Nel 2012 abbiamo preso una decisione importante: eliminare qualsiasi pratica di deforestazione dal nostro modello di business. Dal 5 febbraio 2013, la fibra di legno che utilizziamo per i nostri prodotti è ricavata solo da piantagioni gestite in modo sostenibile

Sono 4 i pilastri sui quali si basa la politica di conservazione delle foreste (FCP) e che guidano tutte le attività di APP:
•    Proteggere le foreste naturali;
•    Implementare migliori pratiche di gestione delle torbiere;
•    Coinvolgere le comunità locali come parte integrante dell'obiettivo deforestazione zero;
•    Garantire la tracciabilità completa e la trasparenza lungo la catena di approvvigionamento.

Anche se gestiamo in modo sostenibile le nostre concessioni impegnandoci nella tutela e nel recupero delle foreste ad Alto Stoccaggio di Carbonio (HCS) e Alto Valore di Conservazione (HCV), mantenendo allo stesso tempo la nostra capacità di produzione, questo non impedisce ad altri attori di minacciare le foreste naturali.

Negli ultimi anni molte aziende si sono impegnate in politiche tese ad eliminare dalla loro catena di approvvigionamento la deforestazione delle aree tropicali, siano esse per l'olio di palma, la soia o la pasta di cellulosa.
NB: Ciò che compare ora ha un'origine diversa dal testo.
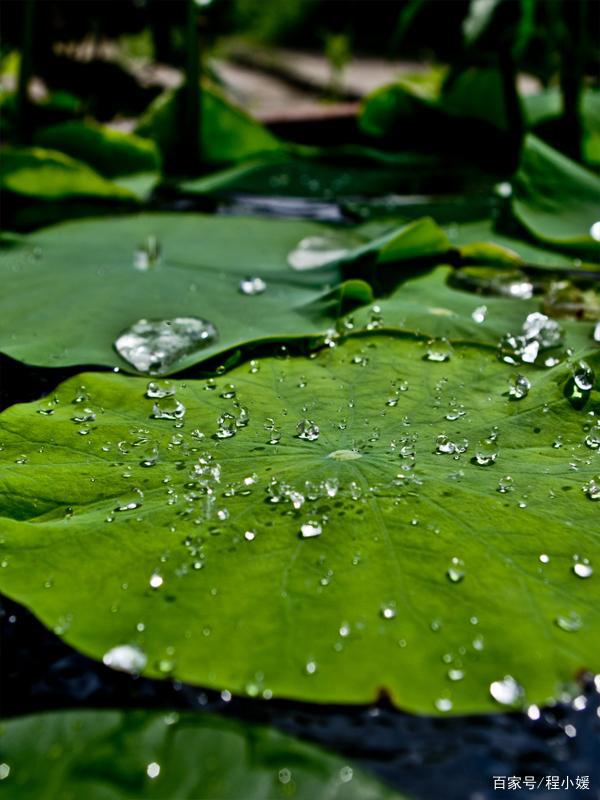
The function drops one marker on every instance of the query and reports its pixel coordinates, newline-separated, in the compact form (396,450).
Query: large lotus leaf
(228,133)
(73,289)
(557,200)
(110,152)
(49,175)
(325,567)
(116,755)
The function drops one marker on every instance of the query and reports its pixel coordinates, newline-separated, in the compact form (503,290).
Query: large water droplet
(507,692)
(519,388)
(592,489)
(438,350)
(582,567)
(456,570)
(316,251)
(252,286)
(307,429)
(344,455)
(125,658)
(147,254)
(153,346)
(310,529)
(570,622)
(168,408)
(158,389)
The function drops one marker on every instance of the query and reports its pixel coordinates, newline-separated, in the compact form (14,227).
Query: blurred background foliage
(109,100)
Per quanto le concessioni possano essere gestite in maniera sostenibile, tuttavia, il problema rimane nelle aree limitrofe. Ciò è strettamente collegato al modello di sostentamento delle comunità locali, che dipende di fatto dall’ambiente in cui vivono: per garantire la propria sopravvivenza, talvolta le comunità locali possono cedere allo sfruttamento illegale delle foreste e a pratiche di “taglia e brucia”, o all’espansione della coltivazione della palma. Queste attività minacciano l'integrità della foresta naturale e dell'intero ecosistema in cui vivono. 
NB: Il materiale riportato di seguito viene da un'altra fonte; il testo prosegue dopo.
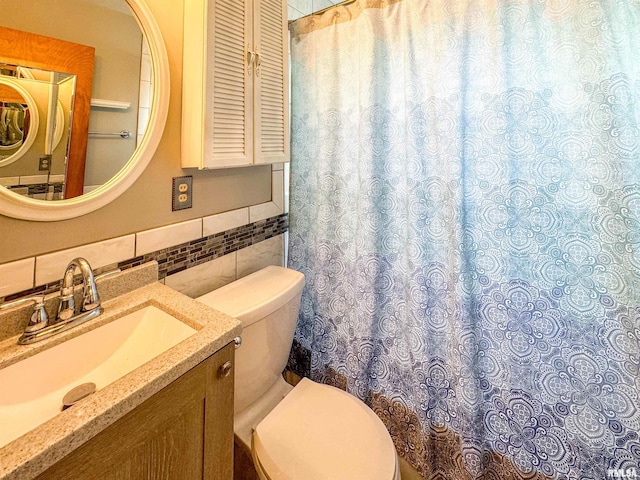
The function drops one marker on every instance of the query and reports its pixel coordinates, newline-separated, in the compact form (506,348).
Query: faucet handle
(39,318)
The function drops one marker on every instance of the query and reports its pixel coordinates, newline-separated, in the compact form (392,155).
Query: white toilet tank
(266,303)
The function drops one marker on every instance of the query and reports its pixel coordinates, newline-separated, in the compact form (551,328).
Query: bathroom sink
(31,390)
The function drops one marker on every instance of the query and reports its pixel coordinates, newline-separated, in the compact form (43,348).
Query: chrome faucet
(90,297)
(41,326)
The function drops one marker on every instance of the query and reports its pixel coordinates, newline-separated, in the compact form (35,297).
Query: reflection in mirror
(50,95)
(14,126)
(120,96)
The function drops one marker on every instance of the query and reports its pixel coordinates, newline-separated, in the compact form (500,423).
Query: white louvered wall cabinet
(235,83)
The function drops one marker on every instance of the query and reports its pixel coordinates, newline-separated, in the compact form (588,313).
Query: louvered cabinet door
(217,113)
(271,89)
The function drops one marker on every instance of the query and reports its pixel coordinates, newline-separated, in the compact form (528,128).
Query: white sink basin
(31,391)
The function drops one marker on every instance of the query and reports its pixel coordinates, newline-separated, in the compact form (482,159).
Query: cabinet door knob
(225,369)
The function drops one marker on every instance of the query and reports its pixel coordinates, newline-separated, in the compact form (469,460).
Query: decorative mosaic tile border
(196,252)
(190,254)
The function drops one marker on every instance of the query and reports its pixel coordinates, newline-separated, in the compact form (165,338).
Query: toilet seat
(318,432)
In questo contesto, qualunque attore voglia raggiungere l’obiettivo “deforestazione zero”, dovrebbe includere nella propria visione dell’uso delle concessioni investimenti e condivisione di competenze con gli altri stakeholder che operano nello stesso territorio. È particolarmente importante impegnarsi con le comunità che vivono all’interno delle concessioni e nelle aree limitrofe, per offrire loro valide alternative alla deforestazione. È solo attraverso una pianificazione integrata e una comprensione delle interconnessioni tra boschi naturali, corridoi biologici e habitat fragili che si possono fare progressi per preservare l'ecosistema esistente.
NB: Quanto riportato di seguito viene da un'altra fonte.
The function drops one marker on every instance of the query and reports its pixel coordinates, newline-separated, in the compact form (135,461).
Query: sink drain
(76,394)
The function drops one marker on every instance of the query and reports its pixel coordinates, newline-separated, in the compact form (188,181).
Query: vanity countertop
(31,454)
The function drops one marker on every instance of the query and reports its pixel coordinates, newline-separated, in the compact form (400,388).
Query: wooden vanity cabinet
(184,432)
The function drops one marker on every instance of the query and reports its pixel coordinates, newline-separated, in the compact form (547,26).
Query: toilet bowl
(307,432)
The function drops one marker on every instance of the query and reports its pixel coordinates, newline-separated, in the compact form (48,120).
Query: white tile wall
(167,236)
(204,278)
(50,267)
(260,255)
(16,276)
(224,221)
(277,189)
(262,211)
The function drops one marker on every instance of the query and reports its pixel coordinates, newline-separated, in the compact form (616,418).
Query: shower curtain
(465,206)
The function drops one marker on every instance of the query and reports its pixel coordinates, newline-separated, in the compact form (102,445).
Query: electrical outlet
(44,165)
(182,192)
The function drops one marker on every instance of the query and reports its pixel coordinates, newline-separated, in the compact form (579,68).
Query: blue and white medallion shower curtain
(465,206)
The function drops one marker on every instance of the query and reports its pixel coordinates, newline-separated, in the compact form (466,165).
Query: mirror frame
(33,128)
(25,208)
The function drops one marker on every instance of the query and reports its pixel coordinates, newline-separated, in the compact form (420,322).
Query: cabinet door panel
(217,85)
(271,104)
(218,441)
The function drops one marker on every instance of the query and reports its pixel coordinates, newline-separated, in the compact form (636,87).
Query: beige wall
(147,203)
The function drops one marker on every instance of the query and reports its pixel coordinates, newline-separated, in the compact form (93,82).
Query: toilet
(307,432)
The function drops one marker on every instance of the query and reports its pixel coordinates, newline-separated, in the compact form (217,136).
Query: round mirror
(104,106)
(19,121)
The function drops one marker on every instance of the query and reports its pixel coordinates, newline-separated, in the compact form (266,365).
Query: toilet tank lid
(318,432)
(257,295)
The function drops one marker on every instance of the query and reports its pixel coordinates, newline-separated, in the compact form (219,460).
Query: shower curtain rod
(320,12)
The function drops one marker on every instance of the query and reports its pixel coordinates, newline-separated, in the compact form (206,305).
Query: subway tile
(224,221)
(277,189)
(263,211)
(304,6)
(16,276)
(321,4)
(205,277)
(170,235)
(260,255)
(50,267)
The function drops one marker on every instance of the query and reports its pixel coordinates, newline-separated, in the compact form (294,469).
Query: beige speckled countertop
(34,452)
Noi chiamiamo questo approccio territoriale integrato, che riconosce le pressioni sistemiche che possono derivare da una deforestazione incontrollata, “landscape approach”. Questo approccio fornisce agli stakeholder gli strumenti necessari per una gestione equilibrata del territorio, promuovendo così un cambio di paradigma. Occorre quindi passare a una gestione olistica del suolo, con prospettive top-down (dal generale al particolare) e bottom-up (dal particolare al generale). In questo senso, dal 2014 noi di APP abbiamo promosso il landscape approach come principio centrale della nostra Politica di Conservazione Forestale (FCP).